Visit Jeremy's Blog.
Go Back > Blogs > SourceHorse
User Name


Rate this Entry

Quad-wheel, vroom puttaputta

Posted 04-14-2012 at 11:14 AM by SourceHorse
Updated 04-14-2012 at 11:20 AM by SourceHorse

 _______    |\_
| o   o |   /o \\
| o   o |  (_. ||
| o   o |   /__\\
'-------'   )___(

The Source Horse
Article 2
Quad-wheel, vroom puttaputta
The Source Horse is a trail log of free program execution paths. This article will look at quad-wheel, a minimal implementation of Javascript. The name quad-wheel is probably inspired by v8, the name of Google's Javascript implementation. Quad-wheel is about 9,000 lines of C, while v8 is about 320,000 lines of C++. Quad-wheel's parser is written in bison, and it produces opcodes for a virtual stack machine. The C code is easy to read and it draws from public sources. For example, associative arrays use a red-black tree implementation from [1].

Little languages are fun because they are easier to comprehend. It is a well established tradition to embed a little language in a large program to make it easier to customize and extend the larger program. For example, emacs and elisp, the GIMP and SIOD, and so on. Over time, parts of the large program can be re-written as scripts and vice-versa. This churn is only possible because the flexibility of scripts.

In Javascript, the typeof operator can be used to test whether a variable is defined. I often use this to check whether a function has been given all of the required arguments. Quad-wheel lacks the typeof operator.
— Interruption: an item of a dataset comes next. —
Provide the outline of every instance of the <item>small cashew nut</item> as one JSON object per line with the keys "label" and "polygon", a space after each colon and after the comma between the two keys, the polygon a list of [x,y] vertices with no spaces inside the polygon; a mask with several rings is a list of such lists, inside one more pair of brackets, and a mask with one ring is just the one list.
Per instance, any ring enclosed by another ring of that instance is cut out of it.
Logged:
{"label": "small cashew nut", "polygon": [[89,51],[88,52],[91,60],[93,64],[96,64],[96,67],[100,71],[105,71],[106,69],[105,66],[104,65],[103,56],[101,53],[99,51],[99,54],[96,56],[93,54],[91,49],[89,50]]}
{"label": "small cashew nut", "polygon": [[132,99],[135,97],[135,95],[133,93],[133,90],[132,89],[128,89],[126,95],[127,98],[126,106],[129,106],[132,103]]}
Here is room for improvement. I do not mean to stirrup any trouble, but lets go offroad and tear up some dirt. Instead of just reading code, I will write some code to inflate the quad-wheel!

I cloned the Git repository [2]. I found the parser in a file named parser.y. I scanned this file and looked for operators.

180 %left '*' '/' '%'
181 %left NEG '!' INC DEC '~' TYPEOF VOID	/* - ++ -- typeof */
182 %left NEW								/* new */
Line 181 declares left precedence operators, including the TYPEOF operator. That is interesting! It is already there? I scan the rest of the file. Though the TYPEOF operator is declared, it is never defined. So I define it above the VOID operator by adding line 519 in the same file.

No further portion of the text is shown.